IDF = ln((N - n + 0.5) / (n + 0.5))

Where:

  • N = total number of documents
  • n = number of documents containing the term

If a term appears in more than half of your documents, the fraction becomes < 1, and:

  • ln(<1) = negative number
  • → negative IDF
  • → negative BM25

This is expected and correct.

Mental Model:

Think of IDF Like “Uniqueness Points”

  • Rare terms earn bonus points
  • Common terms earn penalty points
  • BM25 adds up all the bonuses and penalties

If all your query terms are common, you get a negative total, but the ranking still works.

Example Breakdown

Document "the" "programming" "language" BM25
Doc 1 Yes Yes Yes -5.2
Doc 2 Yes Yes No -4.8
Doc 3 No No No 0.0

Ranking:

  1. Doc 2 (best)
  2. Doc 1
  3. Doc 3 (worst)

Even though Doc 2 has a negative score, it’s still the best match.

When You’ll See Each Score Type

Positive Scores

  • Rare terms
  • Technical vocabulary
  • Small document sets

Negative Scores

  • Common words
  • Terms appearing in most documents
  • Broad/general vocabulary

Zero Scores

  • No matching terms
  • Completely unrelated content

Practical Experiments

1. Positive Score Experiment

Documents:
- “Python is great”
- “Java is fast”
- “C++ is powerful”

Query: python → positive score

2. Negative Score Experiment

Documents:
- “Programming in Python”
- “Programming in Java”
- “Programming in C++”

Query: programming → negative scores

3. Zero Score Experiment

Documents:
- “Python programming”
- “Java coding”
- “C++ development”

Query: cooking recipes → zero

BM25 vs TF‑IDF

Students often ask this, so it’s worth adding:

Feature TF‑I BM2
Term frequency Linear Saturates (diminishing returns)
Document length Not handled well Normalized
Ranking quality Good Better
Negative scores Yes Yes
Search engines Rarely Very common

BM25 is essentially a smarter, more realistic TF‑IDF.

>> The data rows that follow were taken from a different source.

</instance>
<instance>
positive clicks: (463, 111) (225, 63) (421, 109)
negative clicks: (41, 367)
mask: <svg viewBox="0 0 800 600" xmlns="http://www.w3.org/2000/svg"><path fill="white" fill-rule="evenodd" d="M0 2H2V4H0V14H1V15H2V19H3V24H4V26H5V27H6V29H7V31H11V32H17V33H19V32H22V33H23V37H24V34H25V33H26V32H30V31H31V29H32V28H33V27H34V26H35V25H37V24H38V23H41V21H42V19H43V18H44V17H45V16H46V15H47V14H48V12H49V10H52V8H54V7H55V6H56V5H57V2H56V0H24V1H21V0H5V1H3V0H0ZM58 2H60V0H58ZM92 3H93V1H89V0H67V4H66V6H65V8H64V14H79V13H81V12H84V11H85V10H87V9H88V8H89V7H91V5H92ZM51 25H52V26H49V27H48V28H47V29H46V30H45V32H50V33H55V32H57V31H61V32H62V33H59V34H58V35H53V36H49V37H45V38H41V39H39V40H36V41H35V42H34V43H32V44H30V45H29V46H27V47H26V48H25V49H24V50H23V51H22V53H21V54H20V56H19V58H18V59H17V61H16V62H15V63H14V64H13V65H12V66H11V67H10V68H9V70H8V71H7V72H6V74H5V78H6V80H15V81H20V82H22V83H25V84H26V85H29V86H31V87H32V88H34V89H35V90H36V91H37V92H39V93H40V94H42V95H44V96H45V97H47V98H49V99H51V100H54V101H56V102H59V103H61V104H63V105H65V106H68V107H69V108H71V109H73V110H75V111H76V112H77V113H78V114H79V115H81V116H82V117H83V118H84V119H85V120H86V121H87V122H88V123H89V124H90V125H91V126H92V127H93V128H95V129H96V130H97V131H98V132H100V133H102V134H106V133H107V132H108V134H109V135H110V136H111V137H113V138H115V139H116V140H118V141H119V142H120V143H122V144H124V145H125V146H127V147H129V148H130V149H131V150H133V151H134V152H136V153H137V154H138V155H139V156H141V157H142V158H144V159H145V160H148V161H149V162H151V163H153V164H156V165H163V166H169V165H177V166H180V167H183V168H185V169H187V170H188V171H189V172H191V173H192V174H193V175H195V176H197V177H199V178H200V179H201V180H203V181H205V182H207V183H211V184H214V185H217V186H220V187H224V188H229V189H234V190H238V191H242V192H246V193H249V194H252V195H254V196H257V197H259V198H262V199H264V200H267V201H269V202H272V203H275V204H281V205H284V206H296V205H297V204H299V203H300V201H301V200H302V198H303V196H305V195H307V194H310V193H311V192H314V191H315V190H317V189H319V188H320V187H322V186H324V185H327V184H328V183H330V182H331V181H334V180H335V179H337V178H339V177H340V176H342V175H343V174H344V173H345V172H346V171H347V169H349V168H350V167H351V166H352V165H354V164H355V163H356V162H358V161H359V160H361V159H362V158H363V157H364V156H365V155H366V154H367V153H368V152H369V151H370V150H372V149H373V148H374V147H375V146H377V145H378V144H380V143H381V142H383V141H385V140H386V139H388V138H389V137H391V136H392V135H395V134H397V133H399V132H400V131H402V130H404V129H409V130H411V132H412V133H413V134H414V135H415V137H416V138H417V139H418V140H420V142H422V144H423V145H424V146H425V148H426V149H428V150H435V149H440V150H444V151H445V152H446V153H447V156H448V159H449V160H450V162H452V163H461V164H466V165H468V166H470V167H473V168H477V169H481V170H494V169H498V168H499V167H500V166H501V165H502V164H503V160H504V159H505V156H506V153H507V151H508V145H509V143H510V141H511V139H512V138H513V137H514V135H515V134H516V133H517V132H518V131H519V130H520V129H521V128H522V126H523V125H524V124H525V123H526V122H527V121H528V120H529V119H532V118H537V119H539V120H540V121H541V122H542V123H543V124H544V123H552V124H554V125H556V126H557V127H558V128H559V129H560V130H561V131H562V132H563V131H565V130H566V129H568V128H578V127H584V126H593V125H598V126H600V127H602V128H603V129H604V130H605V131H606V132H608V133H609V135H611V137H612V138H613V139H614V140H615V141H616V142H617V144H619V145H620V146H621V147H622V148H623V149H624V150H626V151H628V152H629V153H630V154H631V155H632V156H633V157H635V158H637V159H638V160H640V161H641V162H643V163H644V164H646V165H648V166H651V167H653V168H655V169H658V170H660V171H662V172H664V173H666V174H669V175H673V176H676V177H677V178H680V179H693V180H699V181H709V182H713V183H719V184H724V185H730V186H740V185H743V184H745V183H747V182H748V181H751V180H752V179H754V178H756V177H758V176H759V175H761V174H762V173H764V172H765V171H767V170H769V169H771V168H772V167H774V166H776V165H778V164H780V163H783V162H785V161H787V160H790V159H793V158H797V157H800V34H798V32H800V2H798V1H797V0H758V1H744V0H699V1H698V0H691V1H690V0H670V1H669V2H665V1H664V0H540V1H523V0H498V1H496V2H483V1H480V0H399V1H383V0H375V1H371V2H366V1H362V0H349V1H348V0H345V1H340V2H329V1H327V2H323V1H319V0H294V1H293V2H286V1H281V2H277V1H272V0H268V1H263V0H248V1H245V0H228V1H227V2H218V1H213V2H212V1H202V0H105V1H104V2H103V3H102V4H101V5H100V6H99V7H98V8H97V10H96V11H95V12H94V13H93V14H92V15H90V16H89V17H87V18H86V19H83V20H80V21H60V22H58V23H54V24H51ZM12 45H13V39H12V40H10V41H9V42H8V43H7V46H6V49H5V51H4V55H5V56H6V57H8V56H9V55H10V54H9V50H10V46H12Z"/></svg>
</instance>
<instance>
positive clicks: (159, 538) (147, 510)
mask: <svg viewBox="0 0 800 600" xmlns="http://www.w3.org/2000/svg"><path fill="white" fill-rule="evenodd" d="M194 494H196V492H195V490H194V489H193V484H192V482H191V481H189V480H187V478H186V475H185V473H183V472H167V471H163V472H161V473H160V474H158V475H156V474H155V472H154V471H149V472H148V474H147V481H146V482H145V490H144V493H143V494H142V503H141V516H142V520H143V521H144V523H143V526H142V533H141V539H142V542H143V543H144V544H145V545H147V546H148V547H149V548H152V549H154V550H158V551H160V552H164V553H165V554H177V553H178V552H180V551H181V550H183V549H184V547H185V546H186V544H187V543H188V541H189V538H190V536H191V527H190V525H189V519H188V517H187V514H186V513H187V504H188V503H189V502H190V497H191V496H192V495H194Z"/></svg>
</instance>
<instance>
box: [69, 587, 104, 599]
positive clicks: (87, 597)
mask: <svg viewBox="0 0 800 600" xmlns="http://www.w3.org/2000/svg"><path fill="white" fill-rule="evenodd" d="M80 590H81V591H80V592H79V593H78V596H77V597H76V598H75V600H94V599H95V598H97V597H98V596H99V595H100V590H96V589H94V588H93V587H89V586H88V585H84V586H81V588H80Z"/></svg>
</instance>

Why BM25 Still Matters in 2026

Even with vector search, embeddings, and RAG:

  • BM25 is still the best first‑stage retriever
  • It’s fast, cheap, and interpretable
  • It handles exact keyword matching better than embeddings
  • Hybrid search = BM25 + vectors → best of both worlds

Your students will encounter BM25 everywhere:
Elasticsearch, OpenSearch, Meilisearch, Vespa, Solr, and even WordPress plugins.

Final Takeaways

  • Negative BM25 scores are normal
  • Zero means no match
  • Higher scores always win, even if negative
  • BM25 is ranking-focused, not absolute-value-focused
  • Understanding IDF is the key to understanding everything else

BM25 doesn’t care whether scores are positive or negative — it only cares about which document is the best match.